El hombre está movido por la incesante búsqueda de poder, en cualquiera de sus modalidades: mando político, prestigio, fama, riqueza, conocimientos, fuerza física. Ellas no son más que expresiones diferentes del poder que ambiciona. Desde luego la fuerza más trascendental es la política, pues tiene un contenido globalizante y sobre todo goza del apoyo militar para imponerse en forma irresistible. Al hombre le ha gustado mandar, imponer su voluntad, dar órdenes y exigir su cumplimiento sobre la sociedad jurídicamente organizada.
Muchas cosas han girado alrededor de ese ímpetu o impulso humano que Federico Nietzsche denominó “la voluntad de poder”.
La muy antigua prerrogativa de mandar, imponer los designios de la propia voluntad, dar órdenes en el seno de la sociedad de la cual se hace parte, ha conservado a través de los siglos el mismo prestigio y atracción.
Ninguna cultura escapa a esta situación. El poder embruja, fascina y arrastra al ilustrado y al ignorante, al fuerte y al débil, al negro y al blanco, al civilizado y al salvaje.
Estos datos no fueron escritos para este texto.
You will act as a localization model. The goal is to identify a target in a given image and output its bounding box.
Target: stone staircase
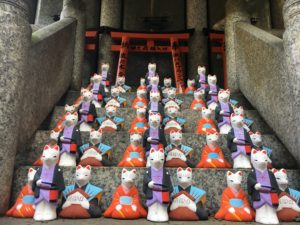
[9,91,300,221]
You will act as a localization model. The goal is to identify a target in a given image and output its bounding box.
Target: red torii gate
[110,30,192,93]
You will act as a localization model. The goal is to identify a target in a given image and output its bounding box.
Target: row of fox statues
[7,63,300,224]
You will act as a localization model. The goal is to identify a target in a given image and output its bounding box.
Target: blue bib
[120,196,132,205]
[129,152,140,159]
[195,103,203,108]
[229,198,244,208]
[23,195,34,204]
[136,102,144,106]
[135,122,145,128]
[203,123,212,129]
[208,152,219,159]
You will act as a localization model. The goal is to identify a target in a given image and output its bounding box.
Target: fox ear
[227,171,232,176]
[85,165,92,170]
[76,165,82,170]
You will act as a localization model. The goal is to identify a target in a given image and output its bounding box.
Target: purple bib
[231,128,247,159]
[218,102,231,128]
[253,169,273,209]
[60,126,75,154]
[146,168,164,207]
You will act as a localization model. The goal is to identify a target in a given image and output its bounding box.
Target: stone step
[57,91,254,110]
[46,106,273,134]
[12,167,300,215]
[16,131,297,169]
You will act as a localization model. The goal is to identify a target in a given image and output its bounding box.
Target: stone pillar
[61,0,86,90]
[0,0,31,214]
[186,0,207,78]
[225,0,250,92]
[283,0,300,162]
[98,0,122,78]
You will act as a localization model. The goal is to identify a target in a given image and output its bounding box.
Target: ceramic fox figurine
[57,112,82,166]
[215,171,255,222]
[118,133,146,167]
[197,66,207,90]
[247,149,279,224]
[165,131,193,168]
[169,167,208,221]
[59,165,102,219]
[131,89,148,109]
[196,131,232,168]
[103,168,147,219]
[78,89,97,132]
[190,89,206,111]
[227,113,253,168]
[96,104,124,132]
[129,108,149,134]
[272,169,300,222]
[91,73,106,108]
[205,75,220,110]
[79,129,112,167]
[215,89,234,134]
[143,148,173,222]
[32,145,65,221]
[6,168,36,218]
[184,79,196,95]
[195,107,217,134]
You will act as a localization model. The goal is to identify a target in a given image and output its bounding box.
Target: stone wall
[236,23,300,164]
[18,19,76,156]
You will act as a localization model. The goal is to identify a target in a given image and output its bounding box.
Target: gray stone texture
[18,18,76,160]
[225,0,250,92]
[270,0,285,29]
[98,0,122,78]
[186,0,208,78]
[35,0,63,25]
[61,0,86,90]
[236,23,300,167]
[0,0,31,214]
[283,0,300,164]
[13,167,300,215]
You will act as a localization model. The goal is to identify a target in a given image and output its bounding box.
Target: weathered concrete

Un excéntrico, en Grecia, expresaba: “Yo sólo sé mandar. Que me compre el que necesite un jefe”.
En la infancia de los pueblos el caudillo acumulaba todos los poderes. Legislaba, gobernaba, ejecutaba y no toleraba que nadie discutiera su autoridad.
Con el paso del tiempo se fue moderando el poder de mandar. Surgieron muchas teorías. Ya Aristóteles planteó la tridivisión del poder político, el sistema de contrapesos. Institucionalmente se prohíbe el ejercicio desbordado del poder.
Nadie puede negar el poder como meta en todo hombre dedicado a la política. Quien lo niega es un falso o cínico. El ávaro no persigue el dinero por el ansia de poseerlo físicamente; lo persigue por el poder que engendra; el lujurioso aspira a someter la mujer que asedia. El poeta y el escultor están motivados por el afán de gloria, prestigio y reconocimiento. Ningún ser humano permanece impávido o indiferente ante la posibilidad de regresar, triunfar y realizar sus más hondos anhelos. La mujer con su poder de seducción quiere apabullar y subyugar al varón.
El luchador siempre mira con recelo y desconfianza al que aparente ser un resignado, un humilde o un ser despojado de codicias y aspiraciones.
La filosofía de estos solapados se resume así: “Si tienes talento, escóndelo; si no tienes talento, escóndete”. Los simuladores son peligrosos. Hay que tener cuidado con sus melindres, adulaciones y sagaces muestras de admiración. Se visten con piel de oveja y miran con los ojos gachos, ocultando sus colmillos filudos y sus mandíbulas apretadas de odio. La batería es el ocaso de la impureza. Pilatos fue la felonía asqueante y Judas la cobardía miserable.
Hay que respetar lo grande, lo heroico, encuéntrese donde se encuentre. La grandeza y la heroicidad no siempre la encontramos a la vuelta de la esquina.
La sociedad necesita por encima de todo, de la fuerza moral. Esta se impone por su fortaleza intrínseca. La sola fuerza física, es el poder de las bestias.